Create and fill a DataFrame column based on conditions

Question

I have a DataFrame and I need to create a new column and fill the values acording to how many words in a list of words are found in a text. I'm trying de code below:

df = pd.DataFrame({'item': ['a1', 'a2', 'a3'], 
               'text': ['water, rainbow', 'blue, red, white','country,school,magic']})


list_of_words = ['water', 'pasta', 'black', 'magic', 'glasses', 'school' ,'book']

for index,row in df.iterrows():
    text = row['text']
        count_found_words = 0
        for word in list_of_words:
            found_words= re.findall(word, text)
            if len(found_words)>0:
                count_found_words += 1
        df['found_words'] = count_found_words

This code actually create a new column, but fill all the rows with the last 'count_found_words' of the loop.

is there a right way to do this?

Answer 1

pattern = fr"\b({'|'.join(list_of_words)})\b"

df["found_words"] = df.text.str.findall(pattern).str.len()

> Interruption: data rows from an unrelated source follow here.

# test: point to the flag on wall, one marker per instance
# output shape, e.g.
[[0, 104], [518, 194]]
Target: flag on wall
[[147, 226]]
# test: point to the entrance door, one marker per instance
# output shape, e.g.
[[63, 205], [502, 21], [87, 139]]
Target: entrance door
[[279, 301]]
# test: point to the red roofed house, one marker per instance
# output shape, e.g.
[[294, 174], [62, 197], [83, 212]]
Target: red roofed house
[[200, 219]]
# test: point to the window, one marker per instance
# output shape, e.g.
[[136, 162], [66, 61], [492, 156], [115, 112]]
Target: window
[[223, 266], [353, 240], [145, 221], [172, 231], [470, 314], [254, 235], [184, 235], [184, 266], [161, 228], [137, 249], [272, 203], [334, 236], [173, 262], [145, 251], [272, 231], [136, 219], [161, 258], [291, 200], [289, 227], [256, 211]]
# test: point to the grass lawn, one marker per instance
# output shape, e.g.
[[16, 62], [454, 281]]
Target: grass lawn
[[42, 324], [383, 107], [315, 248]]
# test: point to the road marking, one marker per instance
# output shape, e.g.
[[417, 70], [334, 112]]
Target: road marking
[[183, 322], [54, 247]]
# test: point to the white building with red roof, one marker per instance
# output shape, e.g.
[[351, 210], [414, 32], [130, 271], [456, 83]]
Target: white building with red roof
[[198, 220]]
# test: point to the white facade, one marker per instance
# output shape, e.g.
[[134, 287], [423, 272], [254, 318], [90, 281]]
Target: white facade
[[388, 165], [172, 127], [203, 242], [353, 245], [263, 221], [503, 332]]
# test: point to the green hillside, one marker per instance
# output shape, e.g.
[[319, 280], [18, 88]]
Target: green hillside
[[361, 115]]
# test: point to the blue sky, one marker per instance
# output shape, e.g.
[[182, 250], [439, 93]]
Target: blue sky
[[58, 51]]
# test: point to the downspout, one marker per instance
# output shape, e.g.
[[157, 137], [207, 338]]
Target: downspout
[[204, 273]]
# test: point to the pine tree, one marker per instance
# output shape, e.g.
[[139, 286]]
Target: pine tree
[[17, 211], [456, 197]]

This forms the regex \b(water|pasta|black|magic|glasses|school|book)\b that looks for any of the words in the list. Finds all it could and reports the number of matches via .len.

Answer 2

Or you can TRY:

df['found_words'] = df.text.str.split(',').apply(
    lambda x: sum(i in list_of_words for i in x))

Answer 3

You can define a function count_words that returns count_found_words and use df['found_words'] = df['text'].map(count_words)